Michael-Laure pertenece a una acomodada familia de clase media con unos padres preocupados y cariñosos, y una hermana que parece ser la única no corrompida por los convencionalismos sociales y que acepta la nueva identidad sexual de Laure sin dramas ni preguntas. No existen por lo tanto traumas freudianos en Laure, sólo un incipiente deseo y una necesidad que los niños parecen comprender mejor que los adultos.
Asunto éste, el de la aceptación o no aceptación familiar y social que, sin profundizar en ello, Sciamma perfila a través la reacción de la madre amorosa incapaz, al menos en primera instancia, de aceptar este nuevo estado de las cosas y cuyo miedo hacia esta nueva realidad desconocida pretende castrar la necesidad de Laure.
Una reacción que, por mucho que se quiera ocultar, desgraciadamente puede ser extrapolable a esa parte de esta sociedad que mira con desconcierto y perturbación a esas personas que desean cambiar de sexo y a una realidad que, si bien no tan común, no se puede ni se debe esconder bajo las cuatro paredes del entorno familiar.

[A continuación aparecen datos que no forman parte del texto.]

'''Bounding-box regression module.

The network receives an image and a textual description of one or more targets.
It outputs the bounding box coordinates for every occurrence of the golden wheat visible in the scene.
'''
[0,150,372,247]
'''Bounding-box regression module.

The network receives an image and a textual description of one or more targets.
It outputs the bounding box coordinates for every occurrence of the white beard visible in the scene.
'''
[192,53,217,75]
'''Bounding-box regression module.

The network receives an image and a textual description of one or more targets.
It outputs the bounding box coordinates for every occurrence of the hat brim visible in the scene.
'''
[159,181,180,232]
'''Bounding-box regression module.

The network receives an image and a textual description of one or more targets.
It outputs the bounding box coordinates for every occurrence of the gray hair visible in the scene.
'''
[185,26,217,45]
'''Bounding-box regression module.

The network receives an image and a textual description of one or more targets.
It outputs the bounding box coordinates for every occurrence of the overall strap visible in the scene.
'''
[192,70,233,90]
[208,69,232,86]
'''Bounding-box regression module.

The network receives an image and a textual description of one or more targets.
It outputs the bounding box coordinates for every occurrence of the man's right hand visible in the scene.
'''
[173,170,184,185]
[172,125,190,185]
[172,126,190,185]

Y que Sciamma y la pequeña Zoé Héran, magistral actuación, son sin duda una de las mejores bazas de la película. Una reacción que hacen visible a través de un filme que no juzga, ni moraliza, ni ofrece verdades absolutas, ni realidades únicas e inamovibles, ni saca conclusiones. Pero que, cómo a Laure, nos pone frente al espejo y nos plantea preguntas cuyas respuestas, y así lo quiere Sciamma, corren por nuestra cuenta.